Frank clicks off the TV and goes into the bedroom he used to share with you.
After a long while you grow sleepy again. You are right on the edge of sleep, being pulled into it when something pulls you out of it. It is a warm moist popping sound, like a ripe seed pod bursting open. The popping is followed by a high-pitched whirring sound. Wet pop whirr. And the sequence of sounds repeats over and over. Wetpopwhirr. Wetpopwhirr. Wetpopwhirr.
You get up and tiptoe to Chandler’s door. Wetpopwhirr. Wetpopwhirr. A flash of stark white light squeezes out from under the threshold and through the jamb. Wet pop. Flash. Whirr. Wet pop. Flash. Whirr.
And you can hear faint childish giggles, but you can’t tell if they are coming from the boy or from Chandler.
You tiptoe back to the couch and pull the stinky blanket over your head.
WetPopWhirr.
“What? You think I’m paranoid? You don’t know what paranoid is. You don’t know the feds. You don’t know what they’re capable of. They can see you from outer space. Satellites. Are you kidding me? Please. They can pinpoint you. You don’t know what they’re capable of.”
Chandler’s voice wakes you. It is morning. He and Frank are sitting at the little spindly card table set up in the kitchen. There is a framed mirror laid out on the table. An oval mirror with a smooth white frame. The frame is plastered with decals of Barney the purple dinosaur.
Chandler uses a razor blade to cut lines of dirty white powder on the mirror’s surface. Clackclackclackclackclackclackclackclackclack. He nudges the mirror across the table and sings softly while Frank does his line. “I love you . . . You love me . . . We’re a hap-py fam-il-y.”
He pulls the mirror back, hunches over it, and sucks up his own line. His head whipsaws back and he pinches his nose shut.
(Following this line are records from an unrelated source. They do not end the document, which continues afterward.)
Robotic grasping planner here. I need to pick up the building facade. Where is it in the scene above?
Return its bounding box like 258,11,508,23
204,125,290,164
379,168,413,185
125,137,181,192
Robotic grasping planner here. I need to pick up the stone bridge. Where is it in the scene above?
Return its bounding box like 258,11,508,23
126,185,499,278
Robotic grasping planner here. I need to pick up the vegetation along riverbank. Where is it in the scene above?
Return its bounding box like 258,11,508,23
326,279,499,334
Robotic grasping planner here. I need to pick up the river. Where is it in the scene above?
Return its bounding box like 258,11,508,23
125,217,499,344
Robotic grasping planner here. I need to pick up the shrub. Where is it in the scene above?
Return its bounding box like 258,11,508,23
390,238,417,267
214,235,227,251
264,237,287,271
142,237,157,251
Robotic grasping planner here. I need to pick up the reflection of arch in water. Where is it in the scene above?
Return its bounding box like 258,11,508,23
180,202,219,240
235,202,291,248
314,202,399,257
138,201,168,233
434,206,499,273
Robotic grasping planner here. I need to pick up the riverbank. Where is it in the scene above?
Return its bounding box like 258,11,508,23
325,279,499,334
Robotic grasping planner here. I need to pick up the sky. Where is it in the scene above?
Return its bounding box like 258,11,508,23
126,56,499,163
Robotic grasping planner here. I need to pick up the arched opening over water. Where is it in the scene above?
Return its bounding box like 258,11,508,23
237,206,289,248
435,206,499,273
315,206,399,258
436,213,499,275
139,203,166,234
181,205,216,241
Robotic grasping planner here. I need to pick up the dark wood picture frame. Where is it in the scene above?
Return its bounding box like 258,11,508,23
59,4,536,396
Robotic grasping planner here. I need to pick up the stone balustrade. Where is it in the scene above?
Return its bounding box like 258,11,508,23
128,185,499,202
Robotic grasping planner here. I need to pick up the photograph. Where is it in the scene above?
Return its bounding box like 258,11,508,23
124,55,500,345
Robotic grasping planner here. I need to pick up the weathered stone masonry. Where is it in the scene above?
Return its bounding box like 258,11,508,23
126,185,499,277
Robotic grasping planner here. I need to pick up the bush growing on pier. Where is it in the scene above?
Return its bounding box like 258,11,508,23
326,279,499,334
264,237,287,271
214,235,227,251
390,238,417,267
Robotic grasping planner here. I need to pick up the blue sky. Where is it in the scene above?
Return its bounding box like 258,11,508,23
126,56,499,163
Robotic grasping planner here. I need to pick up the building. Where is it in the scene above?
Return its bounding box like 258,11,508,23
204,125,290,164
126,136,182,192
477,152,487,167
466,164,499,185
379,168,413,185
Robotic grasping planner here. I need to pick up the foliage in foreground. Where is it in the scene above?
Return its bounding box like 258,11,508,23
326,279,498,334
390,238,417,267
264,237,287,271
“Fuck me gently with a chainsaw. Goddamn! I don’t know what Uday is cutting this shit with. Drain cleaner, maybe.”
Chandler dips his fingers into a purple plastic Barney mug and snuffles the moisture from his fingertips.
“Sweet child o’ mine, that feels better!”
You walk into the kitchen trying to pretend that this is normal, and really, it’s not that much different from living with Harvey. You open one of the cabinets and find a box of Cookies & Cream Pop Tarts. There is only one left and the foil wrapper has been torn so the delicious breakfast pastry is stale and dry.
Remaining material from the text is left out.